Millennial cities

Legacy of Joseph Smith’s concept opens cities to all

The legacy of Joseph Smith can be seen today in the "millennial cities" early pioneering members built, said a noted historian speaking at an event to honor Utah's pioneers July 25.

Pioneering of every kind required immense hope, said Richard L. Bushman, emeritus professor of history at Columbia University.

"The Utah pioneers needed an extra measure of faith in a brighter day to draw them to a land of limited promise," he said.

Speaking at the Days of '47 Sunrise Service held in the Assembly on Temple Square, Brother Bushman addressed the topic, " 'The Dawning of a Brighter Day': Joseph Smith and America's Future." The address — which kicked off Utah's Pioneer Day celebrations — coincided with the 200th anniversary year of Joseph Smith's birth.

"The Mormons in Utah thought of themselves as fulfilling Joseph's millennial vision," he said.

During the event, sponsored by the Pioneer Chapter of the National Society of the Sons of Utah Pioneers, the Mormon Battalion led the Pledge of Allegiance and Days of '47 officials recognized youth essay contest winners for their pioneering spirit. Patriotic and pioneering anthems for the program — including "The God Who Gave Us Life," "Away to America," "Come, Come, Ye Saints," "Hymn for Our Time," and "Homeland" — were provided by combined choirs: the Payson Civic Chorale, the Spanish Fork Community Choir and the Choral Arts Society of Utah.

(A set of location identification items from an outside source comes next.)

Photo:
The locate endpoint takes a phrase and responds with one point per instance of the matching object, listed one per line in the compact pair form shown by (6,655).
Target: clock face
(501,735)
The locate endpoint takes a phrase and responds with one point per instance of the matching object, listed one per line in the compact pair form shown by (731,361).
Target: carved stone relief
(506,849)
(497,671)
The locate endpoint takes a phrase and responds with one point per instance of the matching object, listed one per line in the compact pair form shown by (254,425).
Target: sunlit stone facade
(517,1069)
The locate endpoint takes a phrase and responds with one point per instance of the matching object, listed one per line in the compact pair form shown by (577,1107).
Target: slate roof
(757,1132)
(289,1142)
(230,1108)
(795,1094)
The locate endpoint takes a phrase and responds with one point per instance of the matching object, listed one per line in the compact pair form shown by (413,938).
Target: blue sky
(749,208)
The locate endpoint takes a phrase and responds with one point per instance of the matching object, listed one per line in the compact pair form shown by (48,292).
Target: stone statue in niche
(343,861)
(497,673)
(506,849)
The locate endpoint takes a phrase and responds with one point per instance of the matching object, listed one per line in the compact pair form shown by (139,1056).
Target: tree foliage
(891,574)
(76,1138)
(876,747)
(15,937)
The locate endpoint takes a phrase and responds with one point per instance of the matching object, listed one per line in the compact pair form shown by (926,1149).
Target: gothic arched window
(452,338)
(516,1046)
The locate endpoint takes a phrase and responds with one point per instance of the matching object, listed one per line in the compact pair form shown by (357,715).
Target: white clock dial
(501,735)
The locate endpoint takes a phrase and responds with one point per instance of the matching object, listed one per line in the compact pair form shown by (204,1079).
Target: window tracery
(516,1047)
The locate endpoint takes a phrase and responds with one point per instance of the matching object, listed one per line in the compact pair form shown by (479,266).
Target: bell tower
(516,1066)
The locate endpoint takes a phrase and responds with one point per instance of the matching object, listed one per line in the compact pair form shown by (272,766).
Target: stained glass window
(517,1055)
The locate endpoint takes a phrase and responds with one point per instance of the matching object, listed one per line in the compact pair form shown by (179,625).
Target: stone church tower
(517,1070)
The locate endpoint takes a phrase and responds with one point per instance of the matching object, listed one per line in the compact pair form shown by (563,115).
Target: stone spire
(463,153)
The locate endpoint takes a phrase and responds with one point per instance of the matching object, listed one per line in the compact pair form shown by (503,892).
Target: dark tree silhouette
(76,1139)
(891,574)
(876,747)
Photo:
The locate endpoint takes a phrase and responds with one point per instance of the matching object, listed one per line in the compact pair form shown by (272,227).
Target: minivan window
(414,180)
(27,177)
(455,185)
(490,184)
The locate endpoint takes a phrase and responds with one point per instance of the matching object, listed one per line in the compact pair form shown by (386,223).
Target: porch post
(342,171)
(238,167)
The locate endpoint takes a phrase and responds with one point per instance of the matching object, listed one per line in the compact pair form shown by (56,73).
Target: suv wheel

The Days of '47 Royalty, and numerous religious, state, city and civic leaders were in attendance, including the Rev. George H. Niederauer, bishop of the Catholic Diocese of Salt Lake City, who led the congregation in prayer.

During his address, Brother Bushman said Latter-day Saint pioneers did not think small. It was their "large thinking" — the belief that something better had to lie at the end of the long trail — that amounted to their success.

"Millennial thought was as useful to the pioneers as a wagon," he said.

Joseph Smith's grand thinking, he continued, prepared his followers to be pioneers and to build millennial cities.

His blueprint of an "open city" reached its peak in Nauvoo, where a "religious toleration ordinance" was passed, Brother Bushman said. That act, he said, was "remarkable for its time and place."

"Joseph opened the city to all," he said. "He had immense confidence in the capacity of people to work together."

In essence, he said, Joseph made a blueprint for model cities that would bless the whole world.

Through cooperation and collaboration with people all faiths, Brother Bushman said, people today can also construct "cities of Zion."

"When we do," he said, "a brighter day will surely dawn."